Abbiamo già parlato del Breganze e del breganzone. Si tratta, per chi non lo ricordi, delle due leggi in base alle quali basta entrare in magistratura come uditore per avere la matematica certezza di essere un eccelso giurista e di far carriera fino alla Cassazione. Il tutto senza mai dovere dimostrare a nessuno di avere fatto un buon lavoro.
Per la verità financo coloro che dovevano approvare queste leggi non è che le condividessero e così Francesco Cossiga e Giuseppe Gargani, correva l’anno 1973 (per il breganzone, mentre la Breganze risale al 1966), si recarono dal segretario della DC, Flaminio Piccoli, per manifestare il loro dissenso. Per carità, li esortò il segretario, “se questa legge non passa, quelli ci arrestano tutti”. La legge passò, questo non li salvò dall’arresto.
Ora, grazie al lavoro di Antonio Galdo (“Guai a chi li tocca”, Mondadori) sappiamo quel che dice Massimo Breganze, figlio dell’onorevole Uberto: papà si era quasi pentito, visti gli effetti della legge. E come dargli torto? in trenta anni solo tredici magistrati sono stati giudicati scarsamente idonei, gli altri sono passati tutti. Vien quasi voglia di conoscerli, quei tredici.
L’autore sottolinea anche altre cose che, benché note, vale la pena ricordare. Il Consiglio Superiore della magistratura è un organo istituzionale, incaricato dell’autogoverno e pilastro dell’indipendenza della magistratura. L’Associazione Nazionale Magistrati, invece, è un sindacato, peraltro assai politicizzato. Ebbene, guarda un po’ il caso vi troviamo spessissimo le stesse persone e, per la precisione gli ultimi sette presidenti dell’ANM, nel corso dell’ultimo decennio, hanno in comune l’essere tutti stati componenti del CSM. Si tratta di un autogoverno sindacale che neanche la Jugoslavia di Tito avrebbe immaginato.
Il record tocca alla dottoressa Elena Paciotti: comincia come dirigente sindacale, quindi entra a far parte del CSM, da dove, poi, trasloca alla presidenza dell’ANM; da qui si trasferisce al parlamento europeo, eletta nelle liste PCI-PDS-DS. L’indipendenza, come si vede, è in buone mani.
Ma i collegamenti non si fermano qui.
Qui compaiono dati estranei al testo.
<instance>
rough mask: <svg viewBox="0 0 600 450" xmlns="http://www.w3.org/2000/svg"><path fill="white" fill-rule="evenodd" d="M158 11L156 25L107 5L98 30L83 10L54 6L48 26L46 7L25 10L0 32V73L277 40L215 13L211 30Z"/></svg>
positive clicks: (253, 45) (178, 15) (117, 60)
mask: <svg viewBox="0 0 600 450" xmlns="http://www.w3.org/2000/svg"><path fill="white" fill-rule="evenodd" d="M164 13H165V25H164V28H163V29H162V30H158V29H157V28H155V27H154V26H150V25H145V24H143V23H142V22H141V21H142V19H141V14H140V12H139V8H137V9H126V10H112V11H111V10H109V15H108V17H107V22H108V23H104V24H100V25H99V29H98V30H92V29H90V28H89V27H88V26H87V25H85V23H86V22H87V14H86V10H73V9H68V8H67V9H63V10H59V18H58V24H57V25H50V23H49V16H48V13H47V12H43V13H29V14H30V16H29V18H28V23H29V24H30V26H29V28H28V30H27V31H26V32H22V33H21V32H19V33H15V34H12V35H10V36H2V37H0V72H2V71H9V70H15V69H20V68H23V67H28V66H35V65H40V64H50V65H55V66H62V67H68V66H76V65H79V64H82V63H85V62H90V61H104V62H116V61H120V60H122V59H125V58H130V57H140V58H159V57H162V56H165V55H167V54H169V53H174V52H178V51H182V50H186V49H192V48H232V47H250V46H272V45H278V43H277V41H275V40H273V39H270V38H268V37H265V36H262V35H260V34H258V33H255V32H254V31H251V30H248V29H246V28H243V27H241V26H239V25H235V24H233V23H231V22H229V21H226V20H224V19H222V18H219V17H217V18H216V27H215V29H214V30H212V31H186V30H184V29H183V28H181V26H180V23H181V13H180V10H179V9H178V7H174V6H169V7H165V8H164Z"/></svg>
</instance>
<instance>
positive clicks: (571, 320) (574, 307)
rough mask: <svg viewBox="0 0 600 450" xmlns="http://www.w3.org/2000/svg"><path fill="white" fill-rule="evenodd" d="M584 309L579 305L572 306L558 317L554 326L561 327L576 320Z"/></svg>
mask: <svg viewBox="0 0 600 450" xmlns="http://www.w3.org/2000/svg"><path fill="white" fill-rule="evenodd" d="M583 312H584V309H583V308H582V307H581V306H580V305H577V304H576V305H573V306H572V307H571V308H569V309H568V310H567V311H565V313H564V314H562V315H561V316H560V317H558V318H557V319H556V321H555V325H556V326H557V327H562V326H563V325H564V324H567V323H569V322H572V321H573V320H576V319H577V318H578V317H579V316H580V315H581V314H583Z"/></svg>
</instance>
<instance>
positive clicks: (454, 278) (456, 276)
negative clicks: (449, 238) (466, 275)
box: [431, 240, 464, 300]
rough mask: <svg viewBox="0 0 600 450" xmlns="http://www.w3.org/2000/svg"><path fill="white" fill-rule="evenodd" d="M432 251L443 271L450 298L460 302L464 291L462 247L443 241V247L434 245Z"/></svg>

Francesco Misiani, detto Ciccio, raccontò che il CSM spartisce i posti di sostituto procuratore, fra le diverse correnti politiche dei magistrati, sulla base dei voti raccolti nelle elezioni dell’ANM. Nessuno ha mai sentito il bisogno di smentirlo. Chiunque pensasse alla lottizzazione, ed alla spartizione di materiale istituzionale, sarebbe fuori strada. Si tratta della sacra tutela dell’indipendenza.
Una volta Piercamillo Davigo, magistrato presso la procura di Milano, descritto dai laudatori travestiti da giornalisti come la “mente fine” del pool, affermò che: noi magistrati siamo “i migliori”. I pochi elementi che qui abbiamo ricordato lo confermano. Aggiungerei che sono imbattibili.